An intriguing pair from the Philadelphia Singers
Can something be unprecedented without being radical? Even in a town that, musically speaking, has seen a bit of everything?
Can something be unprecedented without being radical? Even in a town that, musically speaking, has seen a bit of everything?
Such was the weekend's "Myths and Magic" program by the Philadelphia Singers that featured two genre-fusing works from different eras that seemed to belong together - and perhaps no place else. Gian Carlo Menotti's all-but-forgotten neo-madrigal work The Unicorn, the Gorgon, and the Manticore stood well alongside the Jake Heggie/Gene Scheer choral opera The Radio Hour (heard here in its East Coast premiere), with both pieces achieving distinctive personalities via carefully selected elements from the past plus a modern conversational tone and an urgency of purpose.
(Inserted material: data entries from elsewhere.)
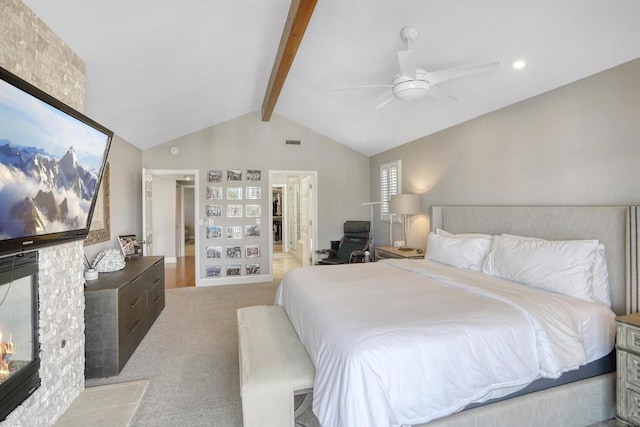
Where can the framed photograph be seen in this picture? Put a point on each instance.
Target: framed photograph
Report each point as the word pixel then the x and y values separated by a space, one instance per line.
pixel 214 210
pixel 234 193
pixel 214 193
pixel 252 230
pixel 234 175
pixel 130 246
pixel 213 270
pixel 234 232
pixel 234 252
pixel 254 175
pixel 252 268
pixel 215 175
pixel 234 211
pixel 253 211
pixel 233 269
pixel 214 232
pixel 254 193
pixel 252 251
pixel 214 251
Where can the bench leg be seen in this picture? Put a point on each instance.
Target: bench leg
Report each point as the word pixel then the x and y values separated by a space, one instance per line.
pixel 304 405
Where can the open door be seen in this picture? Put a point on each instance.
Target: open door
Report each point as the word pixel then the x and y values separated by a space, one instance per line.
pixel 306 219
pixel 147 217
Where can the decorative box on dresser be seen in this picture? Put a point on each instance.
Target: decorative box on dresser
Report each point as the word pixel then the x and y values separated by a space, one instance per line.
pixel 120 307
pixel 383 252
pixel 628 367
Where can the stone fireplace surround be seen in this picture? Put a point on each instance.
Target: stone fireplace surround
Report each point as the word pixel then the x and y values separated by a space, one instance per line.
pixel 32 51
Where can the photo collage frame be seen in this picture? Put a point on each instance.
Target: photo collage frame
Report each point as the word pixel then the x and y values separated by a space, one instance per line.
pixel 233 213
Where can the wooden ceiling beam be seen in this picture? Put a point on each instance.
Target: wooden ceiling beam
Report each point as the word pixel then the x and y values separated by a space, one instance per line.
pixel 299 16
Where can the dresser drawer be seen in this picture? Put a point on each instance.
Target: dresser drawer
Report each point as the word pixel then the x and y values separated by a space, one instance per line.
pixel 156 300
pixel 129 343
pixel 633 407
pixel 630 338
pixel 633 370
pixel 154 273
pixel 132 306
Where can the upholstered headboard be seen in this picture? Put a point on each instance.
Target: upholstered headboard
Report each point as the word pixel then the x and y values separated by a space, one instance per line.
pixel 615 226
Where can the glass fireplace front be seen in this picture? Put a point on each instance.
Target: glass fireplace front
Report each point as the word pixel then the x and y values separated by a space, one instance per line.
pixel 19 350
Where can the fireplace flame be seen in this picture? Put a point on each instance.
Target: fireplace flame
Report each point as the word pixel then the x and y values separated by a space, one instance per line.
pixel 6 349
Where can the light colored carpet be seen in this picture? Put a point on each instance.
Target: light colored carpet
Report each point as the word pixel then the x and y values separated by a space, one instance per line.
pixel 190 357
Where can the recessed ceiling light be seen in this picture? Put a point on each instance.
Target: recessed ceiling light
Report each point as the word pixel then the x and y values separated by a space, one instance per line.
pixel 519 64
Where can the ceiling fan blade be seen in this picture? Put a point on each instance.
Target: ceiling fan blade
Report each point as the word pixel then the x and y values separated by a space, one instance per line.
pixel 384 103
pixel 359 87
pixel 438 92
pixel 444 75
pixel 407 64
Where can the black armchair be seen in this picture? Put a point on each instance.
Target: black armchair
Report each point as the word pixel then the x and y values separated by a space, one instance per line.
pixel 352 246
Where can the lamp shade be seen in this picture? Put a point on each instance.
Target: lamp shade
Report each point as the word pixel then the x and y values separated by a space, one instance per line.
pixel 405 204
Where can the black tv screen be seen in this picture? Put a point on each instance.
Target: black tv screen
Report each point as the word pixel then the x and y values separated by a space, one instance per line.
pixel 52 158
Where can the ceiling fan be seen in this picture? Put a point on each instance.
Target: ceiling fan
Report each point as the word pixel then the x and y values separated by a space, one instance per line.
pixel 414 83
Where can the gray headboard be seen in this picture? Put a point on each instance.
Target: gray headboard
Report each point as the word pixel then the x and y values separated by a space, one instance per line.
pixel 615 226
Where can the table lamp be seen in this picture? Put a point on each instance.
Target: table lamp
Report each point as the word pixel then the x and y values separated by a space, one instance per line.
pixel 405 205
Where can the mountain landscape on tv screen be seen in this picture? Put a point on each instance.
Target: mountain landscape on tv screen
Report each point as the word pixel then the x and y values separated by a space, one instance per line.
pixel 42 194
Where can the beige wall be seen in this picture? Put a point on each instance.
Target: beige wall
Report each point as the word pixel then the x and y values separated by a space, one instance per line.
pixel 249 143
pixel 579 144
pixel 125 165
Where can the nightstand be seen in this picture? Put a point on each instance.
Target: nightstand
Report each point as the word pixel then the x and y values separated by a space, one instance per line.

Menotti's story of a strange old man who has a pet unicorn (among other things) unfolds in a series of madrigal-like movements that could be self-consciously quaint without its serious undercurrents: Written in 1956, the piece is clearly a coded protest against the ultraconformist McCarthy era (the old man, we're emphatically told, was not a churchgoer) when the composer was living openly as a gay man.
The piece doesn't entirely ring true to 21st-century ears: Instrumental interludes feel borrowed from Ravel, and the story itself seems enamored with its own exoticism. But its long stretches of unaccompanied vocal writing are the sort of thing that only a professional choir such as the Philadelphia Singers could manage with little audible strain.
The Radio Hour has many more moving parts in its free-floating narrative about a woman fighting her way back from a near-suicidal depression, with semi-staged presentation by choreographer/director Sean Curran. Sets included a large radio console, a table, and a Jean Cocteau-esque doorway that was, figuratively speaking, the rabbit hole into her consciousness.
The central role of Nora is usually played by a non-speaking actress, but here it was danced by Elizabeth Coker and one now can't imagine it being done any other way. The part of the chorus representing her thoughts was positioned in the upper gallery overlooking the stage in the Temple Performing Arts Center, while the other part representing what her radio was saying was off to the side.
The music practices tough love toward its protagonist: We're never asked to feel pity toward her in Heggie's sassy melange of 1940s pop-music styles (he's a brilliant musical mimic) with an instrumental ensemble that includes some fairly jazzy sax writing. Nearly every element of the piece makes you glad it exists, from the way it stretches choral forces to its ultimate message about why life is worth living.
Discussion of Scheer's libretto has to wait for a better-enunciated performance. Though the hallmark of the Philadelphia Singers has long been its robust, adult sound, details, at least on Friday, were partly cloudy.